Not only are patients having to find new locations for imaging services, but transplant patients are also getting displaced.
“Yes, we have already seen surgeries cancelled,” Coffey said. “25 percent of our liver transplants [in 2022] were Blue Cross patients. It’s frustrating those patients now can’t have routine lab-work drawn at Methodist facilities. I suppose they’re being told either go to Nashville to Vanderbilt or to UAB in Birmingham.”
However, some patients are being cared for without an excess bill using the No Surprises Act. Taking effect in Tennessee on January 1, 2022, the No Surprises Act prevents a provider from charging a patient the difference between what they charge and what the insurance company pays, but someone still has to foot the bill.
“We still bill Blue Cross but there’s no set rate,” Dr. Carruth said. “They will basically pay us what they feel like they want to pay us, which so basically going to be a Medicare rate. So, we kind of just don’t get paid."
Methodist encourages patients still wanting to seek healthcare through their system to reach out to the version of Blue Cross Blue Shield they pay for to request a special exemption, but many patients haven’t done that and are having to be turned away.
“Our front desk people were having to field calls from Blue Cross patients and tell them ‘I know you’ve seen us for years and years, but at this point we can’t provide your services and that’s a real issue for women who have to deal with the stress every year of that screening mammogram,” Dr. Carruth said.
Once a patient does find a new doctor, the wait could be long. This, in part, due to the influx of patients the in-network hospitals are having to schedule.
“I know having listened to some of the obstetricians in town, they’re already overwhelmed at Baptist Women’s Hospital trying to get deliveries and procedures scheduled,” Dr. Coffey said.
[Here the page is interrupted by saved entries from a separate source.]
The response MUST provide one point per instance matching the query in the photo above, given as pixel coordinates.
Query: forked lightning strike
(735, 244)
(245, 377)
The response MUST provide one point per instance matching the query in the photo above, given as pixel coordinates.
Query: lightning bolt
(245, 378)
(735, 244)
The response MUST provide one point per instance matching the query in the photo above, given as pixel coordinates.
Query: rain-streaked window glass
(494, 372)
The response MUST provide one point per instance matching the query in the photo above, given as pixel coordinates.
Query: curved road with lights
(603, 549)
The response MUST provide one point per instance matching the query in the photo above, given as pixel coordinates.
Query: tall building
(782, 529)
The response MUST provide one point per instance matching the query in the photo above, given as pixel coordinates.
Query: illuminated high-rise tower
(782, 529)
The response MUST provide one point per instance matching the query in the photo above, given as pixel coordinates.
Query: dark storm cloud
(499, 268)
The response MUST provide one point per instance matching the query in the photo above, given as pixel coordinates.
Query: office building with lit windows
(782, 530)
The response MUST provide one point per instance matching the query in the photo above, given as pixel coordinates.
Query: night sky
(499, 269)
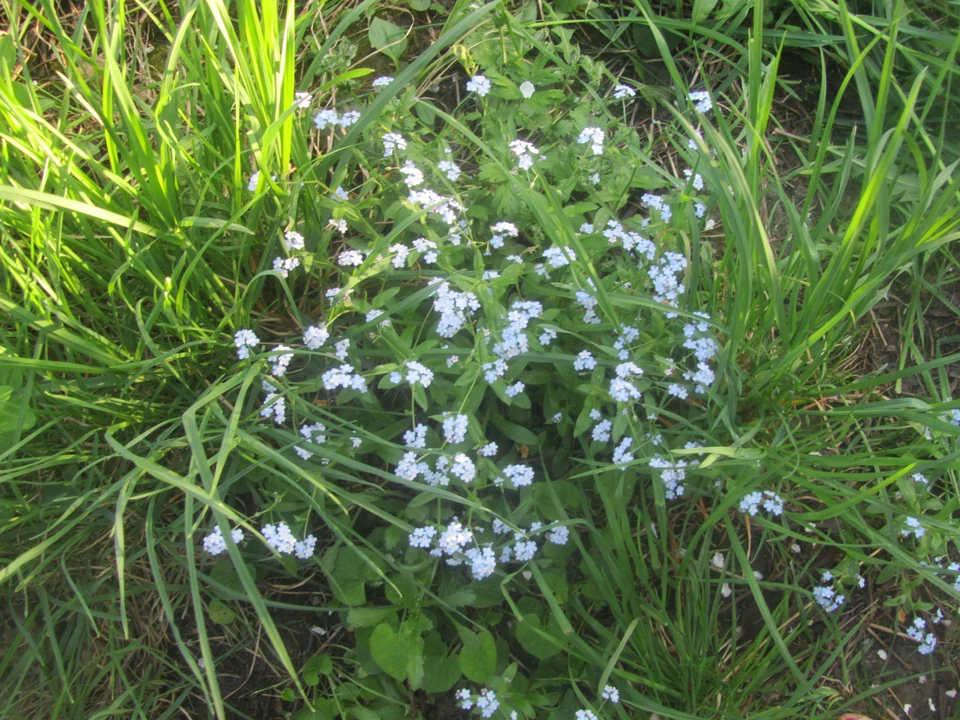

Both Dr. Carruth and Dr. Coffey have met with legislators in the past and plan to meet with more in the future to discuss new legislation to better protect both patients and doctors from any issues that come out of the insurance negotiations.
Blue Cross Blue Shield of Tennessee provided ABC24 with the following statement:
“We are keeping our site, bcbstnetworkupdates.com, updated and any developments in negotiations will be released there first so we recommend checking that site regularly. We continue to work toward agreement with Methodist and as we’ve stated before, we hope to bring them back into our networks.”